Man's Search For Meaning

"Frankl was once asked to express in one sentence the meaning of his own life. He wrote the response on paper and asked his students to guess what he had written. After some moments of quiet reflection, a student surprised Frankl by saying, "The meaning of your life is to help others find the meaning of theirs." "That was it, exactly,"Frankl said. "Those are the very words I had written." - William J. Winslade


Man's Search For Meaning is just that...Viktor Frankl's (a concentration camp survivor) book about helping others find meaning to their lives. I thought that it was a very inspirational book about how to find meaning and optimism through pain, death, and suffering. The first half of the book is about Frankl's experiences in a concentration camp and how he and others around him found meaning and even happiness in their lives despite having everything taken away from them, starvation, sickness, miserable conditions, hard physical labor, and being tortured and mistreated.

The second half of the book gave me flashbacks to my college psychology classes. I felt like I was reading a text book...and just like I did in college, I skimmed over it.

Here are some passages that really touched me:
"We who lived in concentration camps can remember the men who walked through the huts comforting others, giving away their last piece of bread. They may have been few in number, but they offer sufficient proof that everything can be taken from a man but one thing: the last of the human freedoms--to choose one's attitude in any given set of circumstances, to choose one's own way."
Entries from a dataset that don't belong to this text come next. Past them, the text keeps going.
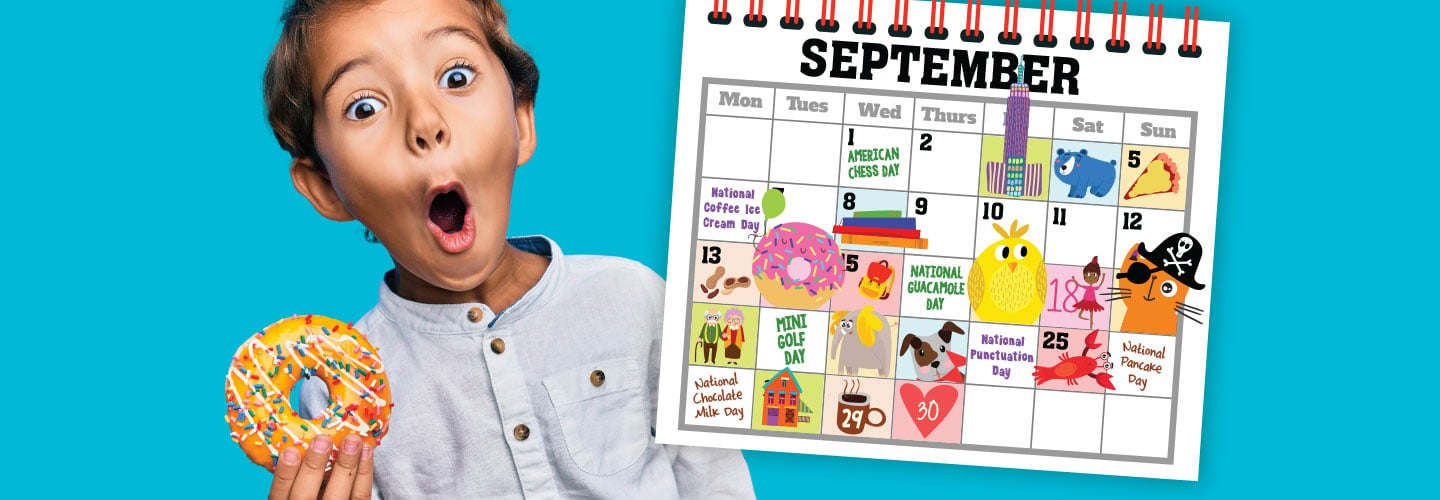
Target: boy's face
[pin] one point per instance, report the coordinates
(419, 134)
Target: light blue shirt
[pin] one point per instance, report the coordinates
(458, 402)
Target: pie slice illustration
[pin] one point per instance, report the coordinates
(1159, 176)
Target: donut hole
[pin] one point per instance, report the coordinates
(297, 395)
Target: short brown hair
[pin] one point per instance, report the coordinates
(288, 103)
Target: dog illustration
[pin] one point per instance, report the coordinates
(861, 339)
(932, 355)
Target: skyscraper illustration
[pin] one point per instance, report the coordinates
(1014, 176)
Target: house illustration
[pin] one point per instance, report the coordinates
(782, 401)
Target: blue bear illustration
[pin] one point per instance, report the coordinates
(1082, 172)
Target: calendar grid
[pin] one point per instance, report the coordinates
(979, 199)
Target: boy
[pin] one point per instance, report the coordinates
(516, 371)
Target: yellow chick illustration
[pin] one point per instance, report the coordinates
(1008, 278)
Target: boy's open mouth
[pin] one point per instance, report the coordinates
(448, 212)
(450, 218)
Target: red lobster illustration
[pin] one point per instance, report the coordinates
(1074, 368)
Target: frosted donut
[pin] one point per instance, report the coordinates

"Dostoevski said once, "There is only one thing that I dread: not to be worthy of my sufferings." These words frequently came to my mind after I became acquainted with those martyrs whose behavior in camp, whose suffering and death, bore witness to the fact that the last inner freedom cannot be lost. It can be said that they were worthy of their sufferings; the way they bore their suffering was a genuine inner achievement. It is this spiritual freedom--which cannot be taken away--that makes life meaningful and purposeful."

"He who has a why to live for can bear with almost any how. Whenever there was an opportunity for it, one had to give them a why-an aim-for their lives, in order to strengthen them to bear the terrible how of their existence. Woe to him who saw no more sense in his life, no aim, no purpose, and therefore no point in carrying on. He was soon lost."
Even though we are not imprisoned in a concentration camp, sometimes life can get a little dicey. Are we baring our suffering with a genuine inner achievement? Are we choosing a good attitude in any given circumstance? Do we have a why, an aim, and a purpose to live for?  If so, we can find meaning and happiness no matter what!